The objectives of this study were to demonstrate the utility of hierarchical Bayesian models combining residual heteroskedasticity with robustness for outlier detection and muting and to evaluate the effects of such joint modeling in multibreed genetic evaluations. A 3 x 2 factorial specification of 6 residual variance models based on several distributional (Gaussian, Student's t, or Slash) and variability (homoskedastic or heteroskedastic) assumptions was used to analyze 22,717 postweaning gain records from a Nelore-Hereford population (40,082 animals in the pedigree). To illustrate the utility of the 2 robust distributional specifications (Student's t and Slash) for outlier detection and muting, 3 records from the same contemporary group (an extreme residual outlier, a mild residual outlier, and a near-zero residual) were chosen for further study. The posterior densities of the corresponding weighting variables of these records were used to assess their degree of Gaussian outlyingness and the ability of the robust models to mute the effects of deviant records. The Student's t heteroskedastic provided the best-fit model among the 6 specifications and was preferred for genetic merit inference. Kendall rank correlations of the posterior means of the additive genetic effects of the animals, used to compare the selection order of the Student's t and Gaussian models, were reasonably high across all animals within the most frequent genotypes, ranging from 0.83 to 0.91 and from 0.89 to 0.95 for the homoskedastic and the heteroskedastic versions, respectively. However, when considering only animals ranked in the top 10% by the customary Gaussian homoskedastic model, these rank correlations were reduced considerably, ranging from 0.29 to 0.57 and from 0.72 to 0.85 between the 2 residual densities within the homoskedastic and heteroskedastic versions, respectively. Rank correlations between the homoskedastic and heteroskedastic versions within each of the Gaussian and Student's t error models tended to be smaller, with a range from 0.68 to 0.90 across all animals and from 0.28 to 0.67 for animals ranked in the top 10%. These results support the implementation of robust models accounting for sources of heteroskedasticity to increase the precision and stability of multibreed genetic evaluations with proper statistical treatment of deviant records.

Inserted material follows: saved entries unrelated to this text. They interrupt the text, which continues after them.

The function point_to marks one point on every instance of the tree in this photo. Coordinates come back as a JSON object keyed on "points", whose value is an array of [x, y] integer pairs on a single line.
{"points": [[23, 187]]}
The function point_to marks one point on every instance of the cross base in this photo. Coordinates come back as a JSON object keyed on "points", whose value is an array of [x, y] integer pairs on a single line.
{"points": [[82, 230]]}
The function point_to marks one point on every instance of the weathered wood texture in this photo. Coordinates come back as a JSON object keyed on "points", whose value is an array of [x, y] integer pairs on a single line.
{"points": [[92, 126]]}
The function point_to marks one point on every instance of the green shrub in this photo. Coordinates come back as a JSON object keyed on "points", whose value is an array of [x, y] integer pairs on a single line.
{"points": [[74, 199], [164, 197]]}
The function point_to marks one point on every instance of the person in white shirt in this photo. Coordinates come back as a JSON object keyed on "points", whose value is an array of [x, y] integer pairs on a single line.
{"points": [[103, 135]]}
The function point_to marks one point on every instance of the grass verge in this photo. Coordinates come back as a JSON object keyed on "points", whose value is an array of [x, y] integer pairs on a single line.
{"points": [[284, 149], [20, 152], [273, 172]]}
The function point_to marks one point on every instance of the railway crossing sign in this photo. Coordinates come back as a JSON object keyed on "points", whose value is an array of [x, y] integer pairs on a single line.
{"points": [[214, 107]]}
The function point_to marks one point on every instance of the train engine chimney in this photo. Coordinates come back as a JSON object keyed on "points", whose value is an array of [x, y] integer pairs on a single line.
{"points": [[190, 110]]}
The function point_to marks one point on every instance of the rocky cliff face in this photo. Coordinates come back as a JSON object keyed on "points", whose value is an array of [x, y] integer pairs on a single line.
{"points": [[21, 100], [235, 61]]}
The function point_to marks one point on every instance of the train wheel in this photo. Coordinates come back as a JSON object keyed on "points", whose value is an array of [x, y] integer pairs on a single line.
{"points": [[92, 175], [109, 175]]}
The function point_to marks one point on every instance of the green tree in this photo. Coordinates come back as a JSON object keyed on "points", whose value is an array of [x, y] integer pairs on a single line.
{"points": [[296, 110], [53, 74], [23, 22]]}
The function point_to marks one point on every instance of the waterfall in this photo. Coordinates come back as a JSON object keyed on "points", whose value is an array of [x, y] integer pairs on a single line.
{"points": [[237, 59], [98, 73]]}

本研究的目的是证明将残差异方差与稳健性相结合的分层贝叶斯模型在异常值检测和抑制方面的效用,并评估这种联合建模在多品种遗传评估中的效果。基于几种分布(高斯分布、学生t分布或斜线分布)和变异性(同方差或异方差)假设,使用了一个3×2析因设计的6种残差方差模型,来分析内洛尔牛-赫里福德牛群体的22717条断奶后增重记录(系谱中有40082头动物)。为了说明两种稳健分布规范(学生t分布和斜线分布)在异常值检测和抑制方面的效用,从同一当代组中选择了3条记录(一个极端残差异常值、一个轻度残差异常值和一个接近零的残差)进行进一步研究。这些记录相应加权变量的后验密度用于评估它们的高斯异常程度以及稳健模型抑制异常记录影响的能力。在6种规范中,学生t异方差提供了最佳拟合模型,并且在遗传价值推断中更受青睐。用于比较学生t模型和高斯模型选择顺序的动物加性遗传效应后验均值的肯德尔等级相关性,在最常见基因型的所有动物中相当高,同方差和异方差版本分别从0.83到0.91以及从0.89到0.95。然而,当仅考虑按传统高斯同方差模型排名在前10%的动物时,这些等级相关性大幅降低,同方差和异方差版本内两种残差密度之间分别从0.29到0.57以及从0.72到0.85。高斯误差模型和学生t误差模型各自的同方差和异方差版本之间的等级相关性往往较小,在所有动物中范围为0.68到0.90,在排名在前10%的动物中为0.28到0.67。这些结果支持实施考虑异方差来源的稳健模型,以便通过对异常记录进行适当的统计处理来提高多品种遗传评估的精度和稳定性。